Online Adult Entertainers Take Aim at Facebook, Instagram and Others Over Conspiracy to Throttle Traffic

Three women, members of the Adult Performance Artists Guild, have sued several foreign entities including Fenix Internet, Meta Platforms Inc., Instagram LLC, and dozens of unknown defendants, over allegations that they orchestrated a scheme to reduce competition in the online adult entertainment market to favor the website OnlyFans.

According to Wednesday’s complaint, the plaintiffs and putative class members are performers in the online adult entertainment business who provide content to websites. The complaint describes the online adult entertainment industry as a “vibrant, competitive market” until late 2018 or early 2019.

Thereafter, adult entertainers who promoted OnlyFans competitors experienced a drop in traffic and user engagement on social media platforms. “The deletion and hiding of posts, and reduction in social media traffic for certain providers, started to occur suddenly and was so substantial and so dramatic that it could not have been the result of filtering by human reviewers of social media content,” the complaint says.

The plaintiffs blame automated processes for the abrupt decline in traffic, pointing to blacklisting, a process through which social media platforms suspend or delete accounts or reduce their visibility.

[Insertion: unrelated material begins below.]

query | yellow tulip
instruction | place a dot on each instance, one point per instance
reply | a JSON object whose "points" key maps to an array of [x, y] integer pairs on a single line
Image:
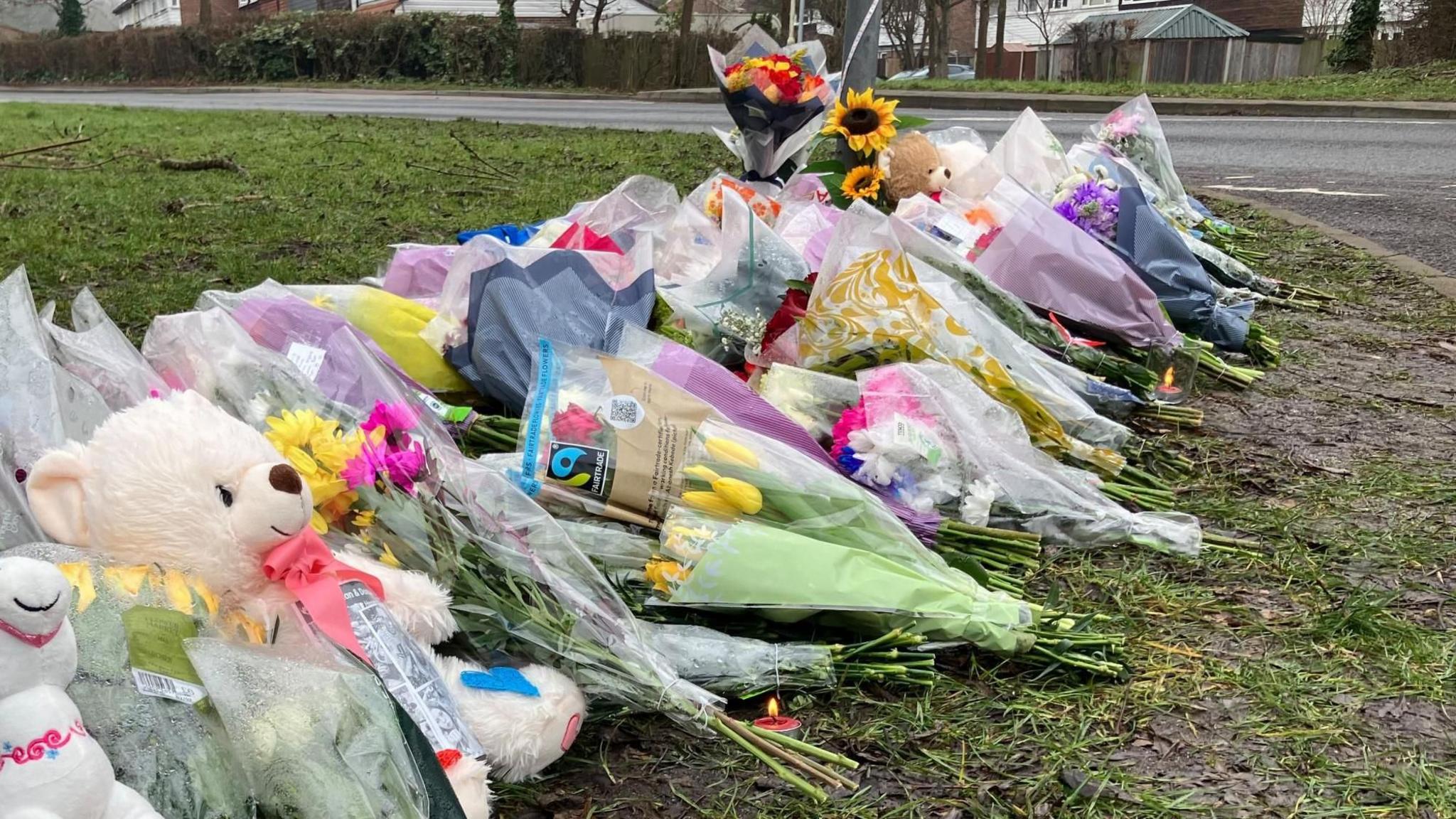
{"points": [[742, 494], [732, 452], [711, 503], [701, 473]]}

The complaint explains that Facebook and Instagram accomplish blacklisting using “automated classifiers or filters, which were then submitted to a shared industry database of ‘hashes,’ or unique digital fingerprints.” One such database is the Global Internet Forum to Counter Terrorism (GIFCT), reportedly created in 2016 by Facebook, Microsoft, Twitter, and YouTube. According to the filing, it allows online platforms to easily identify and remove content produced by terrorists or other dangerous individuals and organizations to curb the spread of violent extremism online.

The plaintiffs claim that they were unfairly misclassified in one or more shared hash databases, causing their social media traffic to tank while OnlyFans’ popularity skyrocketed, quickly turning it into “one of the most dominant players in the adult industry.” They further allege that the conspiracy was “intended to destroy” adult entertainment platforms’ businesses, and either destroy adult entertainers’ livelihoods or force the entertainers to work exclusively with OnlyFans.

The lawsuit seeks redress for the lost online traffic and in turn, the lost revenue, the class of adult entertainers allegedly experienced. The complaint states claims for relief from tortious interference with contract, intentional interference with business relations, and violation of California’s Unfair Competition Law.

The plaintiffs are represented by Milberg Coleman Bryson Phillips Grossman PLLC.